The Underground as a Public Library
There is not such a cradle of democracy upon the earth as the Free Public Library, this republic of letters, where neither rank, office, nor wealth receives the slightest consideration. ~Andrew Carnegie
Libraries are memory banks, institutions that collect and archive the documents of human thought, action, and experience. In New York City, much human thought and experience takes shape underground, along the subway lines.
Subways offer a sense of privacy for readers. Reading material acts as a kind of enclosure, asserting a place of stillness within which the reader is transported. The public-private paradox of subway ridership and readership is embedded within the busiest, most noisy and crowded part of the city.
UPL collects reading material according to the subway line where it is read, without any other curatorial, hierarchical, or editorial system. Readers visit the website and catalog their reading material according to their ridership patterns.
The mission of UPL is to study and and strengthen the community of readers who share the public space of the underground. NYC's readers are lifelong learners who exemplify the power of thought and consciousness to establish personal stillspots.
The underground is by its nature dispersed, organized only by geography. UPL's intention is to provide a forum that promotes curation and organizing according to geography, and also values and supports the creative use of public urban spaces.
UPL's collections are curated and organized entirely by the public. There are two main collections: the lists of actual readership and ridership, organized by line (in the left-hand sidebar); and the Editions.
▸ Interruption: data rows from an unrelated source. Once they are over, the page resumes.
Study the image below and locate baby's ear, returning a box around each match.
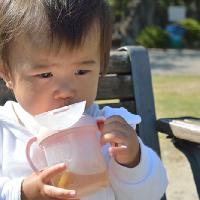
[0,66,13,89]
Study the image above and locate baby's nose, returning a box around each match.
[53,81,75,100]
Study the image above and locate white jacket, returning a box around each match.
[0,101,167,200]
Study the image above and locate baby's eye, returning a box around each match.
[74,69,91,75]
[36,72,53,78]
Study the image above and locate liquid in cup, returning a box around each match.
[52,170,108,197]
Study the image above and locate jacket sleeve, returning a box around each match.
[0,128,23,200]
[108,138,168,200]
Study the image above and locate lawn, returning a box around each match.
[152,75,200,118]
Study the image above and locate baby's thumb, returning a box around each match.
[40,163,67,183]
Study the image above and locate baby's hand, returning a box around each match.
[22,163,79,200]
[98,116,140,168]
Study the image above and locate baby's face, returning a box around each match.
[3,25,100,115]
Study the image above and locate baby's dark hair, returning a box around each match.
[0,0,112,74]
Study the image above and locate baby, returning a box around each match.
[0,0,167,200]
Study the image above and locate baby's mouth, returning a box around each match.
[62,98,73,107]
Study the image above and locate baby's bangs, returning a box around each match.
[42,0,102,51]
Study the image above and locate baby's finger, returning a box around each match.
[109,145,128,157]
[101,132,127,145]
[43,184,79,199]
[104,115,127,125]
[102,121,126,134]
[41,163,67,183]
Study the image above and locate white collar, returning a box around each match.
[11,102,41,135]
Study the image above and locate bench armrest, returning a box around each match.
[157,117,200,197]
[156,117,200,143]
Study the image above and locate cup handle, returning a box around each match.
[26,137,39,172]
[96,117,106,131]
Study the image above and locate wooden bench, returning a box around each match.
[1,45,199,199]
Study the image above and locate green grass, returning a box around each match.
[152,75,200,118]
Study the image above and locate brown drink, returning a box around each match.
[52,170,109,197]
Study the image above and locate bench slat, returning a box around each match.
[107,51,131,74]
[97,75,133,100]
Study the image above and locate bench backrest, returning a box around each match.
[97,46,160,154]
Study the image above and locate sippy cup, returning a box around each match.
[26,101,109,197]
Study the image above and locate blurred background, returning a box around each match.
[110,0,200,49]
[108,0,200,199]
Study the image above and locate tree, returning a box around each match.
[110,0,158,45]
[109,0,132,21]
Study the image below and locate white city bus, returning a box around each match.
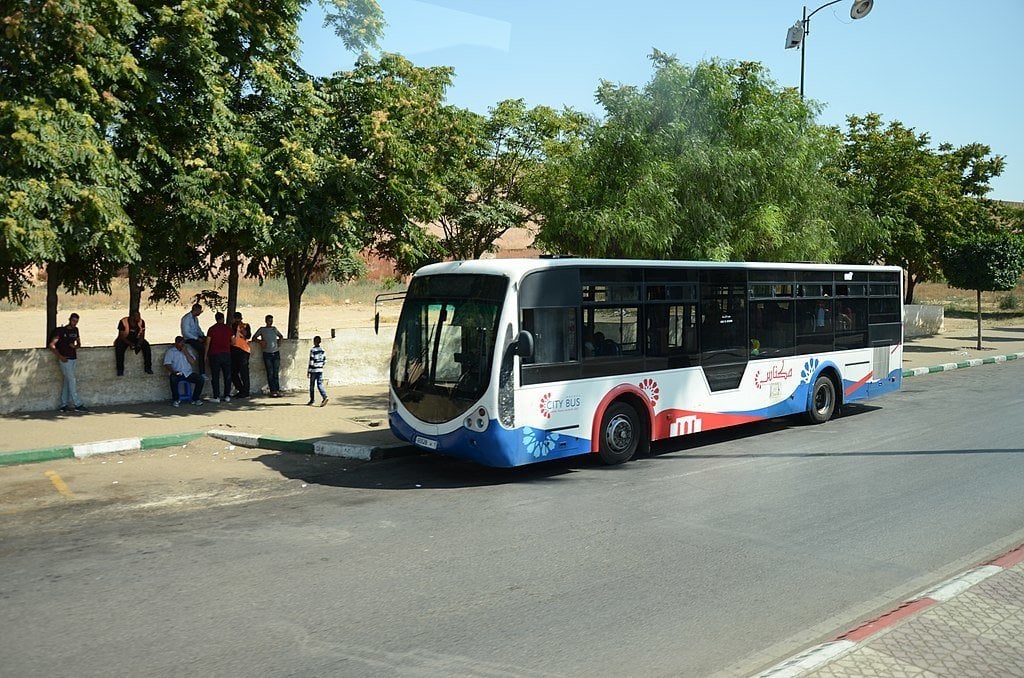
[387,258,903,467]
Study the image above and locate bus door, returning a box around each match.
[700,270,748,391]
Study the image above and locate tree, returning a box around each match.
[941,232,1024,350]
[531,54,869,263]
[1,0,142,341]
[435,99,585,260]
[839,114,1006,303]
[248,53,467,337]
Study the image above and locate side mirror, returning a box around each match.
[514,330,534,359]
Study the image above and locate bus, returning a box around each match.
[386,258,903,468]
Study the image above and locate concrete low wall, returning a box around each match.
[0,326,394,415]
[905,305,945,338]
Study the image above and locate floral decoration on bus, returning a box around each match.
[800,358,820,384]
[523,427,560,458]
[639,378,660,405]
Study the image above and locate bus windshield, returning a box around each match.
[391,274,507,424]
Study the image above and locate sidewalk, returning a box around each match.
[758,545,1024,677]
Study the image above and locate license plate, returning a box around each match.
[414,436,438,450]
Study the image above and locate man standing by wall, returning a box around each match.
[180,303,206,375]
[49,312,88,412]
[253,314,284,397]
[204,311,233,403]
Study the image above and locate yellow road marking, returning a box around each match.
[45,470,74,498]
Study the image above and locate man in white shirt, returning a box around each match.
[180,303,206,375]
[163,336,206,407]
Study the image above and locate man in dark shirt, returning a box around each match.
[48,313,87,412]
[204,311,234,403]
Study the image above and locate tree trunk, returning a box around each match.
[45,261,61,347]
[285,257,304,340]
[128,264,142,315]
[226,251,239,320]
[904,274,917,306]
[976,288,983,351]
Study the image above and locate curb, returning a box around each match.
[207,429,417,462]
[0,432,204,467]
[902,351,1023,377]
[754,543,1024,677]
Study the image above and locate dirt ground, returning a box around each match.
[0,303,397,350]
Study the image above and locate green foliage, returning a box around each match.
[839,113,1006,303]
[531,55,866,263]
[326,246,368,283]
[1,0,142,304]
[436,99,587,260]
[941,232,1024,293]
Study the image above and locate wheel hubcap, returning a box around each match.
[815,386,832,413]
[606,414,634,453]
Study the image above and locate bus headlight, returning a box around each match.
[465,406,489,432]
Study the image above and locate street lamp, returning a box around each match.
[785,0,874,98]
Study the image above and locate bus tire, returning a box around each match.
[599,402,641,465]
[807,375,836,424]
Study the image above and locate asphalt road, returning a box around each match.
[2,363,1024,678]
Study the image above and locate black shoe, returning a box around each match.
[144,368,153,374]
[75,405,89,412]
[306,399,314,406]
[59,405,70,412]
[117,371,124,377]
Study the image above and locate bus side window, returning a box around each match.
[520,308,578,365]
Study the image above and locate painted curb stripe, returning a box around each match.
[991,544,1024,568]
[915,565,1003,602]
[315,440,372,461]
[903,352,1024,378]
[207,430,261,447]
[141,432,204,449]
[755,640,856,678]
[73,438,141,458]
[839,597,936,642]
[255,436,315,454]
[0,447,74,466]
The first step towards the establishment of UPL was studying and isolating the qualities of libraries that make them stillspots. Based on that work, the Founders conducted a semi-scientific survey of NYC readers via social media, reaching an extended social network. A survey of 115 NYC readers revealed that:
83% like to read on the train.
Of these readers, 86% said they like to read it makes the time go faster.
33% said they read because they can't get online or use their phones.
44% said it gives their minds a rest from the bustle of the city.
78% of readers said that they prefer to read paper on the train (newspapers, books, etc.)
22% said that they like reading either paper or e-readers (Kindle, iPad, etc.)
0% said they prefer to read e-readers.
71% of all NYC readers said that they read the same things in public and private.
29% read different things in public and private.
On a scale of "very aware" to "completely checked out," most readers (63%) report that they are "somewhat aware" of what is going on around them.
Based on these evocative but incomplete results, the Co-Founders decided to expand their investigatory work online by creating the Underground Public Library.